孤独にさしこむ月明かり
阿良々木与太
第1話
朦朧とした意識の中で、ここで死ぬのだろうかと思った。身体中が痛い。腫れているのか、右目が開かない。
散々殴られて、ゴミ捨て場に放置された。どうしてこんなことになったのだろう。俺は何もしていないのに。いや、何もしていないからこうなったのか。
もう体を起こそうという気力すらなかった。ぐたりと体の力を抜くと、背中でゴミ袋ががさがさと音を立てる。ネズミが俺の足を踏んで走り抜けていった。俺はヤツらの餌になって死ぬのかもしれない。
辺りは真っ暗で静かだった。人の話し声どころか、車の走る音すら聞こえない。本当に孤独で、ひとりぼっちになってしまった。そんな気がした。
そもそも、俺は悪くない。仕事で指定された場所が悪かったのだ。俺は何もしていない。けれど、どうしてこんな“仕事”をしなければならなくなったかと考えると、やっぱり俺が悪いのだろう。
波のように眠気が押し寄せた。もうこのまま眠ってしまおう。ぼんやりと開きっぱなしだった左目を閉じる。

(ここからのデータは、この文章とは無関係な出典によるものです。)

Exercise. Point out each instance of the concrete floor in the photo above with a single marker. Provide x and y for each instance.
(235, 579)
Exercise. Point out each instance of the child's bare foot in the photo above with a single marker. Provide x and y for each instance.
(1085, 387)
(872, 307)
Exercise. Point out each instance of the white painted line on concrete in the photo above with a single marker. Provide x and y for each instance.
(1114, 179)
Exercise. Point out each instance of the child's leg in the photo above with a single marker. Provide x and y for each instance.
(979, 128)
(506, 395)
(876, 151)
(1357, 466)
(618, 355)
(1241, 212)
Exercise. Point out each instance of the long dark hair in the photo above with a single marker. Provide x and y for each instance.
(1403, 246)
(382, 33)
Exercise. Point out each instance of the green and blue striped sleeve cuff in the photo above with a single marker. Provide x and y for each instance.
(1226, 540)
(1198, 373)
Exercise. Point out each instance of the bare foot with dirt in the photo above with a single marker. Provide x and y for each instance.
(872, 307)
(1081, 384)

あっけない19年だった。そんなことを思いながらため息をついた。
「生きてる?」
ふと、頭上からそんな声がした。きっと幻聴だ。だってそれは少女の声だった。こんな夜中の路地裏に、子供がいるわけがない。
「死んでるの?」
俺の様子をうかがうような足音まで聞こえだした。幻聴ではなくお迎えなのだろうか。そんなことを考えると、口元に笑みが浮かんだ。
「あ、生きてる」
突然声が近くなった。驚いて思わず左目を開けると、人の顔らしきものが見えた。おそらく、少女がこちらをのぞき込んでいる。涙で視界がぼやけていて、顔はよく見えなかった。
「痛い? お顔痛そうよ。喋れる?」
ひんやりとした何かが顔の傷に触れて、ずきんと痛みが走る。顔をしかめると、それはサッと離れていった。きっと少女の手だったのだろう。
「何があったの? 大丈夫? ……どうしよう、何も分からないわ」
口の端が切れていて、喋るのもだるかった。何も返事をせず、ただ少女が去るのを待っていた。はずだった。
少女の小さな手が、自分の腕を持ち上げた感覚がした。ぐいぐいと弱い力で引っ張られる。
「ねえ、立てる? 重くて持ち上げられないの。歩ける?」
そんな問いかけにただ首を横に振る。もう立てないし、1歩も動きたくない。放っておいてくれの意味を込めて、持ち上げられた腕を自分の方に引くと、あっさり手放された。力の抜けた腕がどさりと落ちる。
「お兄さま、もう寝ちゃってるの。起きてくれるかな。ちょっと待っててね、絶対よ!」
そう言って、少女の足音が離れていく。もうこのまま忘れてくれればいい。彼女がいなくなると、また静かになった。
目を瞑ると抗っていられないほどの眠気が押し寄せた。眠気に身を任せて、少女が戻ってくる前に意識を手放した。